The 10-year bond fell for the first time in four days before reports that economists said will show U.S. manufacturing extended for a month 16 companies added the most jobs since the recession began in December 2007. The descents down the yield on the 10 years older after reaching its lowest level in a week yesterday. The Federal Reserve is set to buy $ 7,000,000,000 and $ 9 billion of bonds maturing in June 2016-November 2017 today as part of its plan for growth.

"Treasuries are losing some of its appeal as a safe haven," said Marc Ostwald, fixed income strategist at Monument Securities Ltd. in London. "Yields yesterday reached levels that are downright unattractive. Labor data this week could decide if this correction in Treasuries continues."

The yield on benchmark 10-year note rose six basis points to 2.87 percent at 6:57 am in New York, according to Cantor BC market. The yield fell to 2.75 percent yesterday, the lowest level since 23 November. The guarantee of 2,625 percent, due November 2020 fell 16/32, or $ 5 per $ 1,000 face amount, to 97 30/32.

The yield on the 30-year bond rose five basis points to 4.16 percent. Fell to 4.05 percent yesterday, the lowest level since Nov. 5.

ten-year rates rise to 3.23 percent in late 2011, according to a survey of banks and securities firms with the most recent forecasts given the highest weights. Investors who bought today are lost around 0.2 percent after accounting for interest payments.

Manufacturing expands

The index of the Institute for Supply Management's factory will be 56.5 in November from 56.9 in October, based on the median estimate of economists surveyed by us. Figures above 50 signal growth.

"A strong ISM number will give investors hope the economic recovery is under way," Ostwald said.

ADP Employer Services say employment increased by 70,000 in November, a separate survey showed. The Labor Department will report on December 3 that employers added jobs for the second month, economists said.

Treasuries rose yesterday on speculation financial crisis spread to Portugal, Ireland and Spain. Ireland on November 28 became the second country to take advantage of EU aid, after Greece. The rescue package worth € Ireland 85000000000 ($ 111 million).

Trichet Comments

Standard & Poor's said Wednesday it may cut the credit rating of Portugal on concern the government has made little progress in promoting economic growth. Portugal costs increased loans at an auction today.

"Investors are concerned that there is more to come," wrote Kevin Giddis, president of capital markets fixed income brokerage firm Morgan Keegan Inc. in Memphis, Tennessee, in a note to clients.

ECB President Jean-Claude Trichet said yesterday the central bank's program of gift vouchers is "permanent" and "see what we decide," refusing to rule out an expansion of shopping. His comments helped push the euro today.

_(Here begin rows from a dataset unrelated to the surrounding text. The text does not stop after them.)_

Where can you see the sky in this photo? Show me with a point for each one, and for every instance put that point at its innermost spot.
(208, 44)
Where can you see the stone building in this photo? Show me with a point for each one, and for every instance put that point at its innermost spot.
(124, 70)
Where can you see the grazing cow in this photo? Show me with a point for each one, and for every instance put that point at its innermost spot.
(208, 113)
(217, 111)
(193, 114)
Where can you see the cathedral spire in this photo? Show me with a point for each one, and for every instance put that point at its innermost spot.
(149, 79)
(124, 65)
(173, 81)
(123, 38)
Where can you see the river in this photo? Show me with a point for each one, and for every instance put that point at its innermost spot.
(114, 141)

Europe to the debt crisis is "off" soon, Adam Carr, senior economist at ICAP in Sydney, wrote to clients today. "Things are going to disappear. The U.S. economy is doing very well."

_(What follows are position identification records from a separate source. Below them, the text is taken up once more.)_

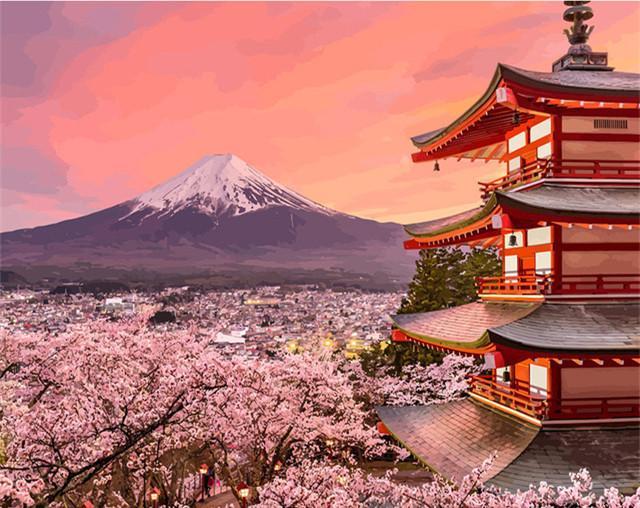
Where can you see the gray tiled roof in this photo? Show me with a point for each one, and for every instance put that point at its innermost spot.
(576, 327)
(604, 83)
(612, 457)
(456, 437)
(598, 80)
(464, 325)
(423, 228)
(576, 200)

The demand for security helped pull 10-year yields up 16 basis points from its highest level in November.

"It's interesting how little help a growing crisis of sovereign debt borrowed at rates markets," including George Goncalves analyst at Nomura Holdings Inc. in New York, wrote in a research note yesterday. "This just adds more details to our assertion that market rates can be fully price." Nomura is one of the 18 primary dealers required to bid in the sale of public debt.

Exchange spread

The demand for security is shown in the increasing diffusion of the exchange rate of two years. The gap widened to 31 basis points, most in four months. In this transaction, investors exchange fixed interest rates and floating. The spread is the difference between fixed rate and return on Treasuries of similar maturity. Because the figure is a type of bank with government performance, is used as an indicator of risk appetite.

Banks are charging more to lend to each other. The London interbank offered three-month dollar rate rose to 0.30 percent yesterday, the highest since August. Pacific Investment Management Co., which runs the world's biggest bond fund, said that the debt is attractive.

"In an environment of low growth, global bonds are an attractive investment option," according to a press release of Pimco, based in Newport Beach, California.

of U.S. government securities gave investors a loss of 0.7 percent last month, the most since March on the basis of Bank of America Merrill Lynch indices such as the Federal Reserve embarked on a plan to pump 600 billion U.S. dollars in the system banking.